New Zealand Online Video Captioning Rules
New Zealand adopted a Web Accessibility Standard as well as a Web Usability Standard in 2013. Both of these standards address web design requirements for all public government and internal government websites. Comprised of 4 phases, the plan is set to take total effect by June 2017.
These standards mean that web videos must have closed captions for prerecorded content. A grace period of 10 business days is allowed to make videos compliant. In addition, important news such as public safety and election announcements must also have live captioning. The implementation schedule is as follows:
New Zealand Broadcast Media Captioning Rules
Closed captioning of TV broadcasts in New Zealand is still being fought for as a civil right for the deaf and hearing impaired. Closed captioning for broadcast TV is not mandated by any New Zealand regulatory body.
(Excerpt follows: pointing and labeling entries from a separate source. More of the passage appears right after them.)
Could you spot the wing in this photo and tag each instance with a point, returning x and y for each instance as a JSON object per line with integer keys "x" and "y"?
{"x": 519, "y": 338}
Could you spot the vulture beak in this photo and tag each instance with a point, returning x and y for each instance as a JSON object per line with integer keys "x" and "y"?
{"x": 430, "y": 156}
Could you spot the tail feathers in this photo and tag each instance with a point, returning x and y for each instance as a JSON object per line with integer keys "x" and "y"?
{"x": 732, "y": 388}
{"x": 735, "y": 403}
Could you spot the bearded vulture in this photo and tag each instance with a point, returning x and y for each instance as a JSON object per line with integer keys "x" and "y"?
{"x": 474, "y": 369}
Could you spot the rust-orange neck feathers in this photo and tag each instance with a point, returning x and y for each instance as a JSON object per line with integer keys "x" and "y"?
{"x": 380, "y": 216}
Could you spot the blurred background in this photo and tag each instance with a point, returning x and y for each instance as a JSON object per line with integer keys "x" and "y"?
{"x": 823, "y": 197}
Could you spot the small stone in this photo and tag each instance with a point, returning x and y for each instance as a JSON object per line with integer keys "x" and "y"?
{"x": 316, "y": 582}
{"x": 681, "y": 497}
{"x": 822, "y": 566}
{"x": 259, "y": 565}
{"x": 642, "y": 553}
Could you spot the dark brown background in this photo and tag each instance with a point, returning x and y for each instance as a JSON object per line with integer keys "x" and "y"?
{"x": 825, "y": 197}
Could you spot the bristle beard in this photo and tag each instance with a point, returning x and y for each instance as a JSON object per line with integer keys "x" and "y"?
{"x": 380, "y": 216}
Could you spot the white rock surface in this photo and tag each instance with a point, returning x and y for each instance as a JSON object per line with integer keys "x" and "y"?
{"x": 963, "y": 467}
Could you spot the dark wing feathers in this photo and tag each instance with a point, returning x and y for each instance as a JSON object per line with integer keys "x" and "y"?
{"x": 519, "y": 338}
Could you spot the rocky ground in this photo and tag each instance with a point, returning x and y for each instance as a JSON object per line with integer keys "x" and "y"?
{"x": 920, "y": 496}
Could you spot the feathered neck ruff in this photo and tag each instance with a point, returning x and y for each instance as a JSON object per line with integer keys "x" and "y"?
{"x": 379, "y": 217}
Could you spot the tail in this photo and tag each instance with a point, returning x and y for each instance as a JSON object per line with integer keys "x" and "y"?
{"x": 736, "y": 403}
The country’s Human Rights Act of 1993 was amended in 2001, prohibiting disability discrimination; however, closed captions and other needs were never mentioned.
The good news is that there are some groups trying to make things better. Federally funded NZ On Air invests in TV, radio, music and digital media. They also provide some closed captioning and audio description services. NZ On Air formed Able, which is a closed caption and audio description provider. Able provides closed captions for TV ONE news as well as captions for certain shows on TV ONE and TV2. It also provides partial captioning on TV3 and FOUR, and audio description on selected shows on TV ONE and TV2. All of this is free to viewers and fully funded by NZ On Air. With an increased 2015/2016 budget, NZ On Air hopes to add additional captioning soon.
The Future Of Closed Captioning in New Zealand
As more and more people petition for closed captioning requirements, accessibility is becoming a social movement in the country. Interestingly enough, New Zealand has a history of being a leader in social change – so we’re hoping that captioning of all media is soon available to every one of their citizens.